El error definitivo contra el humanismo





     A veces el hecho de escribir supone un acto de rebeldía no exenta de valentía. He de confesar que durante las últimas cuatro semanas vivo en un estado de constante paradoja. Esta maldita pandemia que nos ha tocado vivir nos está dejando algunas decisiones gubernamentales cuanto menos discutibles. Unas cuantas de ellas han sido objeto de crítica por parte de quien escribe estas líneas. Para mi sorpresa, me he encontrado con que gente de derechas me ha dado la razón --en muchos casos, obviamente, por cuestiones partidistas; en algunos pocos más, por verdadera convicción-- mientras que determinadas personas de izquierdas se han cebado conmigo, llegándome a llamar capitán a posteriori, cuñado, ignorante, negativo y otras cosas más que no transcribo aquí por vergüenza ajena. 

     Sobre las referidas personas de derechas no voy a añadir nada más pues considero que es a todas luces innecesario. Sobre las de izquierdas, sí me veo en la obligación moral de decirles que los insultos no hablan mal de quienes los reciben sino de quienes los escupen desde su boca, lo cual los convierte --no a los insultados sino a los insultantes-- en algo demasiado cercano a aquello contra lo que se supone que tanto unos como otros siempre hemos luchado: la intolerancia y la intransigencia. Es decir, contra la falta de respeto hacia quien opina diferente. Descalificativos aparte, desde determinados sectores de la izquierda se arguye que no es momento de hacer política. Algo que, por descontado, comparto absolutamente. Porque es cierto: no es momento de hablar de política cuando tenemos en nuestro país miles y miles de muertos.

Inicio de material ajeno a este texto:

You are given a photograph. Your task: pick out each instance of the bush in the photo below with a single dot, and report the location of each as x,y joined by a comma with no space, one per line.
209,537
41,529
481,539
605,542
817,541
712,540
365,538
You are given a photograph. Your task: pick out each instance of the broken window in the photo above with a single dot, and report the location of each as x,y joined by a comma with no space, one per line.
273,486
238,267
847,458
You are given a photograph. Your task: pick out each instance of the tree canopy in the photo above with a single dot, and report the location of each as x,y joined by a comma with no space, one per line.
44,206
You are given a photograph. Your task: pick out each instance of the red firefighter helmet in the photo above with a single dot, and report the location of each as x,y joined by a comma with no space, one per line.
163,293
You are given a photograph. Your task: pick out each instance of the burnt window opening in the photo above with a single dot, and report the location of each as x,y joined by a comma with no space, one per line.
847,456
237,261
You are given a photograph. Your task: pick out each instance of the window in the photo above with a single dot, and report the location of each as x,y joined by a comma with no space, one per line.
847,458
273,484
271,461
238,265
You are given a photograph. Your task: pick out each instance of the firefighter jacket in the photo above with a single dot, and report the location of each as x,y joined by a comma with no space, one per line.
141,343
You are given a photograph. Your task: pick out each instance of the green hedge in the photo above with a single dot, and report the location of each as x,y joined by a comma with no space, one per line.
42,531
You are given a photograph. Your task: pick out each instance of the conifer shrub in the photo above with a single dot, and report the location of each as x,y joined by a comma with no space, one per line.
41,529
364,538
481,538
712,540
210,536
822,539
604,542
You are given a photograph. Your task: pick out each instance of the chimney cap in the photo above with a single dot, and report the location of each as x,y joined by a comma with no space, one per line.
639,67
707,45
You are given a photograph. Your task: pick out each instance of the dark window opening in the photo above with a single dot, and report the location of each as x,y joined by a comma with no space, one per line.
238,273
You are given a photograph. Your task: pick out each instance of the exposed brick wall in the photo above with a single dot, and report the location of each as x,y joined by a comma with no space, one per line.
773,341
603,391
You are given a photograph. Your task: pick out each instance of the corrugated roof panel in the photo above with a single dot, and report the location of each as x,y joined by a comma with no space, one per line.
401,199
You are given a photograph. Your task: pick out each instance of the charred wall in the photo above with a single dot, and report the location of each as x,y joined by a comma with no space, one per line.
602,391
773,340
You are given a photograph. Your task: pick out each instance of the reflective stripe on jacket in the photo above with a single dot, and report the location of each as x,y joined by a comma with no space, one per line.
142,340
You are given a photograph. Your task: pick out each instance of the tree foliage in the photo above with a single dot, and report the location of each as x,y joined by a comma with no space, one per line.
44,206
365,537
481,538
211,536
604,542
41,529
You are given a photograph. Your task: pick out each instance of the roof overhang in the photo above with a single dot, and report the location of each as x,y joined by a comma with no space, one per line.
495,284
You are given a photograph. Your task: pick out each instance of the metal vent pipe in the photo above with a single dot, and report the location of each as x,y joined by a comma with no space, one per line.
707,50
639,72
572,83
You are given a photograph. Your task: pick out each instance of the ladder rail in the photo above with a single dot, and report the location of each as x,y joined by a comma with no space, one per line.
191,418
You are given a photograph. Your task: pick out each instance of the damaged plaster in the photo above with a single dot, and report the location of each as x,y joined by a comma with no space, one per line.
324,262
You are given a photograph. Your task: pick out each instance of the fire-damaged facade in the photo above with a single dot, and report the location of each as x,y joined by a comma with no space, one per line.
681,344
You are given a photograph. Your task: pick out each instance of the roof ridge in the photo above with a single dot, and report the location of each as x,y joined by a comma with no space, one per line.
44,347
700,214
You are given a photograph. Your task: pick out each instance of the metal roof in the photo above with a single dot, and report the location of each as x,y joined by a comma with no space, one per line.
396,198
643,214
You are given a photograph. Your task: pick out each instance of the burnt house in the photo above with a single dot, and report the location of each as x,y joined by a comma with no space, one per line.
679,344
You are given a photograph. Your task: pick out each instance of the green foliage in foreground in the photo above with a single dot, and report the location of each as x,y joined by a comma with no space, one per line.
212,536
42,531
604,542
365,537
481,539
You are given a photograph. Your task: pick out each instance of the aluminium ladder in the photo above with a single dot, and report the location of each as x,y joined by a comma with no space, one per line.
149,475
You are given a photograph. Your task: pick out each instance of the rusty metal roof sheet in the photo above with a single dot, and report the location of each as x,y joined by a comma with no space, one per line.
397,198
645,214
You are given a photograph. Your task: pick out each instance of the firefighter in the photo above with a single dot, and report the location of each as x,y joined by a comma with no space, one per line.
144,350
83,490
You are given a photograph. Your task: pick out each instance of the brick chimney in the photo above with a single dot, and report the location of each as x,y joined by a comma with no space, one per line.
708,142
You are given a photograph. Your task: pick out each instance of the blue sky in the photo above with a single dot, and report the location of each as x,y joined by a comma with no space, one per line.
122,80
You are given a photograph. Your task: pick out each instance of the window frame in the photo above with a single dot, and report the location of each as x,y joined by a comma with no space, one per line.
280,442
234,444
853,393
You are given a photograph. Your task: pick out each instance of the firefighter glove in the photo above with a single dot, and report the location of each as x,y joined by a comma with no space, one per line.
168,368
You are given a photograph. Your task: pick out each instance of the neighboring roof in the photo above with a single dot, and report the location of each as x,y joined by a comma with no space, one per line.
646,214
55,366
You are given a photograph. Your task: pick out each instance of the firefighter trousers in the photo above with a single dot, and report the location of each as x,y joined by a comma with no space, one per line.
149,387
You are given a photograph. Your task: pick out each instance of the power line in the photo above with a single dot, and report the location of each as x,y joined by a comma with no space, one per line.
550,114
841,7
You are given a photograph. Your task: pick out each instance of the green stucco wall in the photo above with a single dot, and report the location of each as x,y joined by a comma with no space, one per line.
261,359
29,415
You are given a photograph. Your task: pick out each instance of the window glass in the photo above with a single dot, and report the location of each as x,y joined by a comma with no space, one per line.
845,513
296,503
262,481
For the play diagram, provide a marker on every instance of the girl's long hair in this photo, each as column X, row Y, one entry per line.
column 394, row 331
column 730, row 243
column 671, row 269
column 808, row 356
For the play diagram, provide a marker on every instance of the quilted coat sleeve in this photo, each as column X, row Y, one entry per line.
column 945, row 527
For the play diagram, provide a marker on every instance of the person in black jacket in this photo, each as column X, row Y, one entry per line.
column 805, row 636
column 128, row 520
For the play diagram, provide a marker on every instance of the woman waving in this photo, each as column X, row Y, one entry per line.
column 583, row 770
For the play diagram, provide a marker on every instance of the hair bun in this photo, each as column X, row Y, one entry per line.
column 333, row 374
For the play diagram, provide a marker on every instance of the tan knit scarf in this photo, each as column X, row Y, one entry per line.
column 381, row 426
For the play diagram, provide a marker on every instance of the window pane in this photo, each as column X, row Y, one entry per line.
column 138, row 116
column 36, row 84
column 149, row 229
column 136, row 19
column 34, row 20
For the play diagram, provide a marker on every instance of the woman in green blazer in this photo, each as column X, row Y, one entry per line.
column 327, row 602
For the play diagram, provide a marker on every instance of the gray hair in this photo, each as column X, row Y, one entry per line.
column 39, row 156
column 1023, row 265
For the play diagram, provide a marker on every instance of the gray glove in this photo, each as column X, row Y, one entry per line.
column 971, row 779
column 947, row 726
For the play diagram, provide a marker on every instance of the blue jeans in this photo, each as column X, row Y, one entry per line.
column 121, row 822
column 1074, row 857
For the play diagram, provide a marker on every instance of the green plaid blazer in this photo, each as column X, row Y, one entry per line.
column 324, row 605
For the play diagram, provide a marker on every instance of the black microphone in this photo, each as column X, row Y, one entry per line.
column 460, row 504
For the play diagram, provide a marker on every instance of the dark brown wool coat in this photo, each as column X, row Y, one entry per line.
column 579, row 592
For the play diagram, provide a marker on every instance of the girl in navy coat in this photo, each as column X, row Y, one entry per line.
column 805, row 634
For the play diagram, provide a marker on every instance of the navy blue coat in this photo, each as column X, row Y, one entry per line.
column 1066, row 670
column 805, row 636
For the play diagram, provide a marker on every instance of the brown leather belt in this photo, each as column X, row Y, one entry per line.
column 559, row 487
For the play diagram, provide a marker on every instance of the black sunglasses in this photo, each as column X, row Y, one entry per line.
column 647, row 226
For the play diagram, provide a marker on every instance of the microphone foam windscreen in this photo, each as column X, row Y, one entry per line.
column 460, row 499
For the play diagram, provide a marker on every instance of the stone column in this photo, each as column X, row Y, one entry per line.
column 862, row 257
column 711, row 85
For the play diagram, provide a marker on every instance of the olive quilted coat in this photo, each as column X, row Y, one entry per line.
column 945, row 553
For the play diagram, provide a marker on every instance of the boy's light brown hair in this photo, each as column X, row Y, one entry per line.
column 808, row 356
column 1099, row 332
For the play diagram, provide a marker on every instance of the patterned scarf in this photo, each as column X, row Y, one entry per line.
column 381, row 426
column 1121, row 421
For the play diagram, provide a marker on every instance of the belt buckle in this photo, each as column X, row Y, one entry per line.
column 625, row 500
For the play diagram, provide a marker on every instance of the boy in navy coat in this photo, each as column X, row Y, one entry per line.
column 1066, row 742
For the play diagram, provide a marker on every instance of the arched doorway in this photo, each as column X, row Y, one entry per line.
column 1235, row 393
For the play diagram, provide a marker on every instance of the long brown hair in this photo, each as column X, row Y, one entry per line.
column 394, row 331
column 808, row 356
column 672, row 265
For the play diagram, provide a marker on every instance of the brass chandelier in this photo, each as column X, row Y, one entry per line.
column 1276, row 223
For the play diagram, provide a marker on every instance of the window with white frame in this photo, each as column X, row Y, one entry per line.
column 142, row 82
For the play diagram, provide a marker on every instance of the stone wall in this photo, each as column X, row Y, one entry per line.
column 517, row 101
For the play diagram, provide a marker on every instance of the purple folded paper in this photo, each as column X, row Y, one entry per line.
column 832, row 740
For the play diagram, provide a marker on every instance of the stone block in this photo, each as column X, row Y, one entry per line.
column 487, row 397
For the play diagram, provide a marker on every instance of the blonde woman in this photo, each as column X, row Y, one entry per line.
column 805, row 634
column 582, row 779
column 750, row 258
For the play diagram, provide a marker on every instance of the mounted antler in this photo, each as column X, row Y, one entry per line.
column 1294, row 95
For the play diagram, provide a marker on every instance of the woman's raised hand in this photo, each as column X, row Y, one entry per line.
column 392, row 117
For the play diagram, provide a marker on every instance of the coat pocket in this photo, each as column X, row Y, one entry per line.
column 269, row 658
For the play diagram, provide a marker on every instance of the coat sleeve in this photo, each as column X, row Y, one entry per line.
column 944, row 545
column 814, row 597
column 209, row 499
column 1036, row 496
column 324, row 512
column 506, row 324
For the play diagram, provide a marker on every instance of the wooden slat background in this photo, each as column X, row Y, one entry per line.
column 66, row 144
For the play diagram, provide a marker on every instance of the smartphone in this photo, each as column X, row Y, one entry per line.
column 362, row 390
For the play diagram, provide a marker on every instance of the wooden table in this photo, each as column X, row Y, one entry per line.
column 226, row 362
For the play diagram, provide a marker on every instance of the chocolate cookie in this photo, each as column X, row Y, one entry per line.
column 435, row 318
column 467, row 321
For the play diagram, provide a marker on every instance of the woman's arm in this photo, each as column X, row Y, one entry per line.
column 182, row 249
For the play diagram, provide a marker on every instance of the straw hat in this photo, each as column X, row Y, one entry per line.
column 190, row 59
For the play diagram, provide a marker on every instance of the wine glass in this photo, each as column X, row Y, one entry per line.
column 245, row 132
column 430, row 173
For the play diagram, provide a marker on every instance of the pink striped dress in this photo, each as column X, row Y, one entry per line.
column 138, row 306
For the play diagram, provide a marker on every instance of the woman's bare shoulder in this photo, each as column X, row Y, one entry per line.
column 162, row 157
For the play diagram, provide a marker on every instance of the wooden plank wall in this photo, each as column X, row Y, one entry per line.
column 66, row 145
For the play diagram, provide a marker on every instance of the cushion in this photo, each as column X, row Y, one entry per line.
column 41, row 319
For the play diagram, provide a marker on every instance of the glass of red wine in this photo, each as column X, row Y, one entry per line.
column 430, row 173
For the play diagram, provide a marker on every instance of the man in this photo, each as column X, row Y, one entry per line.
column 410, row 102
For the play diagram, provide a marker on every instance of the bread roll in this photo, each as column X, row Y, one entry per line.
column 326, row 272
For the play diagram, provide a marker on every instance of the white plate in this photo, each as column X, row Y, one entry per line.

     España es en la actualidad el país del mundo con más fallecidos --algunos más de 350-- por millón de habitantes. Para algunos se trata de simple mala suerte, para otros de un castigo divino. Para mí es un hecho muy significativo: nada ocurre por casualidad sino porque algunas cosas no se han hecho bien. Se han cometido algunos errores y los estamos pagando muy caro. Sin embargo, el que se está a punto de cometer en las próximas horas no será uno más, sino que puede ser el error definitivo. Desoyendo las alertas de la OMS sobre el riesgo mortal de un precipitado abandono del confinamiento total, desatendiendo las voces del propio gabinete de expertos del gobierno e ignorando a varios de los ministros --los de Podemos y algunos del PSOE--, nuestros máximos dirigentes van a enviar mañana mismo a sus puestos de trabajo a personas no pertenecientes a los denominados sectores de primera necesidad o esenciales.

     Lo van a hacer, además, sin las pertinentes pruebas previas que deberían determinar si esas personas están o no contagiadas. Sin saber, en definitiva, si suponen un riesgo para la salud. La suya propia --pues se podrían contagiar si no lo están ya-- y la nacional --en caso de estarlo, podrían contagiar a su vez a sus compañeros y a los familiares de estos--. A estas alturas de la cuestión todo el mundo comparte la opinión de que es absolutamente necesario realizar pruebas masivas que permitan aislar a los contagiados de los sanos para impedir un rebrote de los contagios y, por ende, de los muertos. Sin embargo, visto lo visto, buena parte del gobierno de Sánchez parece opinar lo contrario. Ojalá me tenga que tragar mis propias palabras --creedme: me haría muy feliz--, pero auguro que en los próximos días o semanas habrá un nuevo crecimiento en el número de contagios.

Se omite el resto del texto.